Lilian publica regularmente artigos internacionais na área de computação forense. Viaja e apresenta trabalhos, o que permite manter o contato com pesquisadores e ter feedback científico. Também já coordenou trabalhos de pesquisa, extensão e curso de pós-graduação. Em 2018, foi coordenadora de projeto de Mestrado em Segurança Pública, que foi aprovado pela Capes quando trabalhava como professora na Universidade Estadual de Minas Gerais. “Me tornei uma pesquisadora em várias frentes. O DCC não me concedeu só um diploma, me capacitou de fato”, relatou.

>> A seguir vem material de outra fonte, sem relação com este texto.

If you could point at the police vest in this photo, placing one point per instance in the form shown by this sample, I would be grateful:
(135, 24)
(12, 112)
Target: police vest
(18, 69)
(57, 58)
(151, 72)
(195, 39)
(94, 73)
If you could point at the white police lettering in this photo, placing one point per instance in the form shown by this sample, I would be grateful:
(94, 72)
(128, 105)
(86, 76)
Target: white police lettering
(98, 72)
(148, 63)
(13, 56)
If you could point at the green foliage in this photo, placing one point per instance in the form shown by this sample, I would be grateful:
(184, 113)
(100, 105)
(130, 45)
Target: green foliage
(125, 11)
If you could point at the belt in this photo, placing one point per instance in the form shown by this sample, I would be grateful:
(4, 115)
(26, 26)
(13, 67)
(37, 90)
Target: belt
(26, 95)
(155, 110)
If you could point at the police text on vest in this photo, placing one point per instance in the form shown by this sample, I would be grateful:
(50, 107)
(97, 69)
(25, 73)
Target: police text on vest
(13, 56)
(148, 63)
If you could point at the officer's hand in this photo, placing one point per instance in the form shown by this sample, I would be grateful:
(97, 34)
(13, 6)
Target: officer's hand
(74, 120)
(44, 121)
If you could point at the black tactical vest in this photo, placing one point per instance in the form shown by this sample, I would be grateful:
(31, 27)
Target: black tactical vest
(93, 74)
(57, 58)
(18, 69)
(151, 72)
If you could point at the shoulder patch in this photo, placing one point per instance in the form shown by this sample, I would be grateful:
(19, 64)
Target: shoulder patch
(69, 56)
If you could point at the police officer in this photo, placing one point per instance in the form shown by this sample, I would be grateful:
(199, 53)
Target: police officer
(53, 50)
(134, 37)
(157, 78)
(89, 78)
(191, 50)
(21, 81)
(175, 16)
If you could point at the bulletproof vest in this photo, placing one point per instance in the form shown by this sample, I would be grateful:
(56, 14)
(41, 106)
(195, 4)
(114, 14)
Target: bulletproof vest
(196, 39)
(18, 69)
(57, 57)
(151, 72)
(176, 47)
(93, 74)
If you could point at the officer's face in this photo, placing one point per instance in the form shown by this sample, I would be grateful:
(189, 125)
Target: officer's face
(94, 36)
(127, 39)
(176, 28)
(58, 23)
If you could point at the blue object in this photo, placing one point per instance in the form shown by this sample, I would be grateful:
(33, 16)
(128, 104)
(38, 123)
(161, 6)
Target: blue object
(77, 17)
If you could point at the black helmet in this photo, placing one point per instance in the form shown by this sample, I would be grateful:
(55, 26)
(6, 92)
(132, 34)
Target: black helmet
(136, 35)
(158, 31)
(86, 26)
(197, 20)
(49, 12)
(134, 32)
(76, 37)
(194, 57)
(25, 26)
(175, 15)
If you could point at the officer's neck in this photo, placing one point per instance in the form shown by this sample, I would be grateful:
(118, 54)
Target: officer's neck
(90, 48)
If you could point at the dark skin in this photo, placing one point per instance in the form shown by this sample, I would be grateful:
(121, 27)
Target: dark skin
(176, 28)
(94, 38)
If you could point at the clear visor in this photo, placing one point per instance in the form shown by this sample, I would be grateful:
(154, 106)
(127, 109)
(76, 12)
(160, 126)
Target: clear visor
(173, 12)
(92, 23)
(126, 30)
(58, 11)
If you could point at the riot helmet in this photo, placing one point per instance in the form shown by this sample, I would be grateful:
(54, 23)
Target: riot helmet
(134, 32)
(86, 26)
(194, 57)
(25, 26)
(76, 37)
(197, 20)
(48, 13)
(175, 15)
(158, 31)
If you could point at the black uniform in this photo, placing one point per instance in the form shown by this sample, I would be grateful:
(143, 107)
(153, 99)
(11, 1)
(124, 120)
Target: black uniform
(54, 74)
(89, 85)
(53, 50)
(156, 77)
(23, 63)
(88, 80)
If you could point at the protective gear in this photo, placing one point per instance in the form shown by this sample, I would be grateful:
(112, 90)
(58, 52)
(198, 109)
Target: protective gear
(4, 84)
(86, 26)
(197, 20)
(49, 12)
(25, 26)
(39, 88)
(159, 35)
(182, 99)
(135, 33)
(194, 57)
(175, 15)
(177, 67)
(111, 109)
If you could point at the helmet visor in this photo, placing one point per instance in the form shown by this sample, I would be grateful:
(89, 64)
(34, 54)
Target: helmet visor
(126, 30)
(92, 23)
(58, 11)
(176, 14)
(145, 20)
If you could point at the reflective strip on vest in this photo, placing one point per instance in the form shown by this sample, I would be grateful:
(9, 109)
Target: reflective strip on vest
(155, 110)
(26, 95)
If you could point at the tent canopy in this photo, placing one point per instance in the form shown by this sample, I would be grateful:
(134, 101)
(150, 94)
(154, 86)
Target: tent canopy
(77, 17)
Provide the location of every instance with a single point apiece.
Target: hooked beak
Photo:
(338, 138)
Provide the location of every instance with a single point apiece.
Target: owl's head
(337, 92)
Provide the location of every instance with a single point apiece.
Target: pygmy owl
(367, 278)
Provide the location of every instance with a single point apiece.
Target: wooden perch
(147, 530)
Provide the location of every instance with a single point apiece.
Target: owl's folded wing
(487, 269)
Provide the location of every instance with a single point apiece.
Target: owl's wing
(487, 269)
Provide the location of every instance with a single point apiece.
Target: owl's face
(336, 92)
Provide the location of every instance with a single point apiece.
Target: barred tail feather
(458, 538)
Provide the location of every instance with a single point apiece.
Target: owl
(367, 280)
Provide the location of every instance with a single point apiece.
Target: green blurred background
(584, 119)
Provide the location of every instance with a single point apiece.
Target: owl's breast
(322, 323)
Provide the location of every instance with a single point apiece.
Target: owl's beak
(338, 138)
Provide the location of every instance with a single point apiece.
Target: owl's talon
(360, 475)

Para a ex-aluna, houve uma diminuição significativa no número de mulheres nos cursos de graduação e pós-graduação na área da computação, ou mudança de área após algum tempo de formadas. “Há uma dificuldade para a mulher na área da computação, quando me formei na graduação 50% da turma eram mulheres. Muitas das minhas amigas, no decorrer dos anos, saíram da área e foram para assessorias, áreas administrativas e buscaram outros campos. Eu me mantenho firme há 32 anos, estou muito feliz, amo a área e recomendo que entrem neste mercado de trabalho e permaneçam”, contou.

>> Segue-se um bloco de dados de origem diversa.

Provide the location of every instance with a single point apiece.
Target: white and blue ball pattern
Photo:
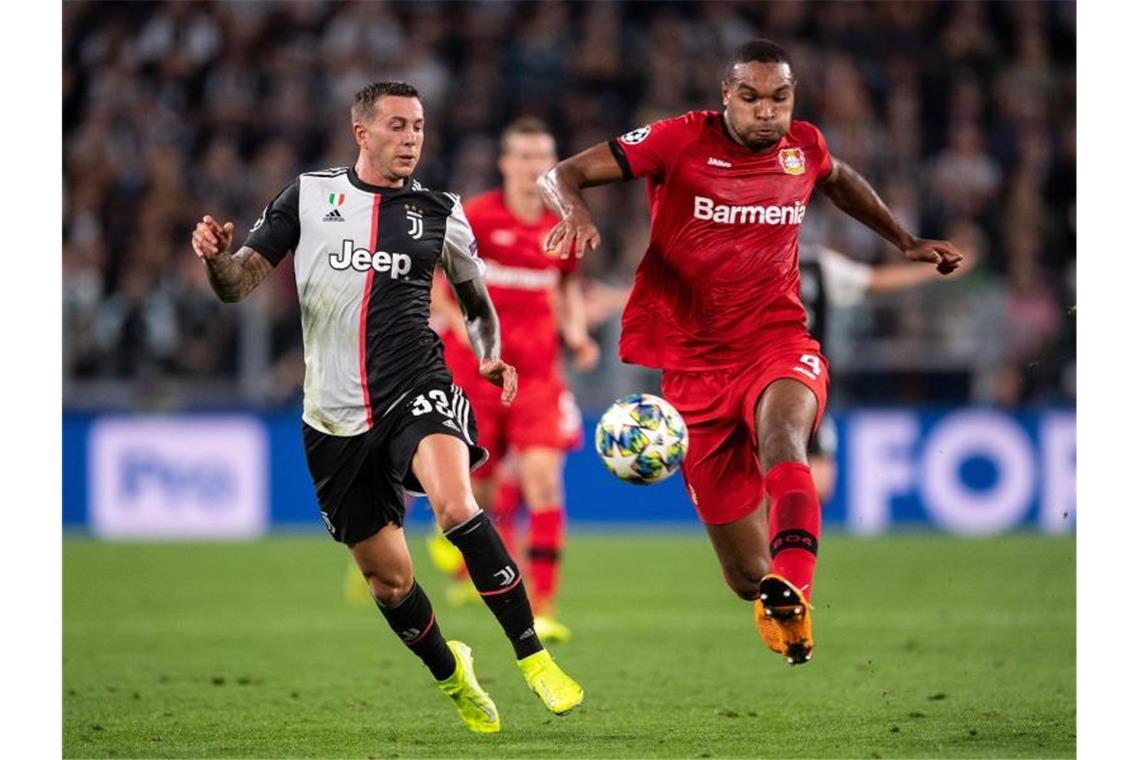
(642, 439)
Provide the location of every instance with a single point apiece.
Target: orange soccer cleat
(783, 618)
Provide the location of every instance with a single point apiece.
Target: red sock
(794, 523)
(546, 529)
(506, 511)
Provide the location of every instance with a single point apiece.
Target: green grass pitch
(926, 646)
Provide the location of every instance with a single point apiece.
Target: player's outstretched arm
(855, 197)
(561, 188)
(231, 276)
(482, 329)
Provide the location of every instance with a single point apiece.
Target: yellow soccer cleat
(551, 630)
(783, 618)
(444, 554)
(474, 705)
(558, 692)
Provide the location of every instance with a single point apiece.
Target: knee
(782, 443)
(454, 509)
(389, 587)
(744, 581)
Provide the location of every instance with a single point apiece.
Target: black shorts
(360, 480)
(825, 439)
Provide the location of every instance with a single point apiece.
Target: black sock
(414, 622)
(497, 578)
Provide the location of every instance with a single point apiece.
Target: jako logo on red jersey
(397, 264)
(705, 209)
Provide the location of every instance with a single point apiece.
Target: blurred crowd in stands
(962, 114)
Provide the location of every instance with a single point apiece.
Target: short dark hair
(764, 51)
(365, 99)
(522, 125)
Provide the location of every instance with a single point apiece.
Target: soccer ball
(641, 439)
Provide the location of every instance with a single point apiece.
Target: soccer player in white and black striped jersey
(381, 414)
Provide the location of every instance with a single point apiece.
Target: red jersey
(721, 276)
(520, 279)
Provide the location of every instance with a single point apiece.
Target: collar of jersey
(360, 185)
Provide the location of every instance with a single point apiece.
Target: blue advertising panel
(968, 471)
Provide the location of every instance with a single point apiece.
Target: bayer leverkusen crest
(792, 161)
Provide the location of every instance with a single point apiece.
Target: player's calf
(498, 580)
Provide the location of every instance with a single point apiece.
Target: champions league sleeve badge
(636, 136)
(792, 162)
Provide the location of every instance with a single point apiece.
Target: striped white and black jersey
(828, 279)
(364, 258)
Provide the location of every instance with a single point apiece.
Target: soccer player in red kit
(715, 304)
(538, 297)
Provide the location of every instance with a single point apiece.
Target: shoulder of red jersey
(807, 136)
(650, 149)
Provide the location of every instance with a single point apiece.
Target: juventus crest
(415, 221)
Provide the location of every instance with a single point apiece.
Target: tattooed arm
(856, 198)
(482, 329)
(231, 276)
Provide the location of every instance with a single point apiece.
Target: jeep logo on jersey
(397, 264)
(416, 221)
(707, 210)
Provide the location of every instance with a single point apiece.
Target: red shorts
(543, 414)
(722, 471)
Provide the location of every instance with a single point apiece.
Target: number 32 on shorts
(812, 362)
(422, 406)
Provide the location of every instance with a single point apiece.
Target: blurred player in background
(829, 279)
(381, 413)
(716, 307)
(538, 297)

Em 2007, houve o primeiro ano do Prêmio UFMG de Teses e a ex-estudante foi premiada com a melhor tese do Programa de Pós-graduação em Ciência da Computação. “Ser a primeira premiada do DCC/UFMG nesta cerimônia foi motivo de muita honra e orgulho”, comemorou.

Atualmente, Lilian é analista do Ministério Público de Minas Gerais e analisa as evidências digitais que são apreendidas, realiza quebra de senhas, criptografia, criptoanálise, trabalha com inteligência artificial e se orgulha muito de toda a trajetória dentro do DCC. “Sou muito feliz em meu trabalho, na pesquisa e na escolha pela computação. Me sinto realizada e tenho muita gratidão por tudo que vivi e aprendi com os professores que tanto me ajudaram e são parte da minha história de vida e da profissional que sou hoje”, concluiu.

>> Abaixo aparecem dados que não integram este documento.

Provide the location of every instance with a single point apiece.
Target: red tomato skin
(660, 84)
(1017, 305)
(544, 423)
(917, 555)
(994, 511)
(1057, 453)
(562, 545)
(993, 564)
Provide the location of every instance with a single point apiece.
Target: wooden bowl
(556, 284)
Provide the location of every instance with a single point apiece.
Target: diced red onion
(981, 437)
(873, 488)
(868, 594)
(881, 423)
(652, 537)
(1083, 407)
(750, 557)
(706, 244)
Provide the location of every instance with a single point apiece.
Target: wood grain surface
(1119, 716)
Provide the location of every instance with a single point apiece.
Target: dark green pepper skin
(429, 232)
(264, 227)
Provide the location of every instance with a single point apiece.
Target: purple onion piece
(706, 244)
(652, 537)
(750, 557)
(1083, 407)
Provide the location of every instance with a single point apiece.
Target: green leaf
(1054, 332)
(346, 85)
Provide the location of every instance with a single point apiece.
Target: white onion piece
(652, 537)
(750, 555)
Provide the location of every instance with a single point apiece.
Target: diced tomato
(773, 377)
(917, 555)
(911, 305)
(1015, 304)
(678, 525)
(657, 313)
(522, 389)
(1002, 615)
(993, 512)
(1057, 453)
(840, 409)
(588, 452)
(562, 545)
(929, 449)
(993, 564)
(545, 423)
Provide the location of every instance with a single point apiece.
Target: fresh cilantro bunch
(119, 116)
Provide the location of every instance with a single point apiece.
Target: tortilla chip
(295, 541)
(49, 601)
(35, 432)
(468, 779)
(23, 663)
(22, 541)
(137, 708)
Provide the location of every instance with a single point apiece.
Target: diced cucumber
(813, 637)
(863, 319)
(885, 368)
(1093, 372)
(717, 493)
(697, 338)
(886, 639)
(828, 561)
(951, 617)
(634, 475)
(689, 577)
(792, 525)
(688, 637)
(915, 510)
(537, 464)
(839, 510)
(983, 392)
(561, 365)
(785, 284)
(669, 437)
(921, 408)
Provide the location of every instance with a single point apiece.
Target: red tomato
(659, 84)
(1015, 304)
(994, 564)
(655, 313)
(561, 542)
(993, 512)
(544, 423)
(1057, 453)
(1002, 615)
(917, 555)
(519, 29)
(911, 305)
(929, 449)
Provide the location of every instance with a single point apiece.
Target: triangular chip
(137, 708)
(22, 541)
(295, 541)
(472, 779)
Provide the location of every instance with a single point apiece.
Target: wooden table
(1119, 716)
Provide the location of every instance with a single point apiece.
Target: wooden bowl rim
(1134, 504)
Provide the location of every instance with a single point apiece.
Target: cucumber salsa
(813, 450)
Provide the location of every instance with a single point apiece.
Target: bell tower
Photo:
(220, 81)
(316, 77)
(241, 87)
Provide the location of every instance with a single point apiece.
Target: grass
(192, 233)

De acordo com o professor José Marcos, Lilian foi uma aluna excepcional, dedicada, estudiosa, séria, muito ativa e perseverante. “Conheci a Lilian quando demos um curso no mestrado na Fundação João Pinheiro, em 1997. Após isto, ela foi para o doutorado no DCC, onde a orientei. Fazia tudo muito bem feito, foi ótima a nossa convivência, é uma pessoa excelente e tenho ótimas lembranças”, contou saudoso.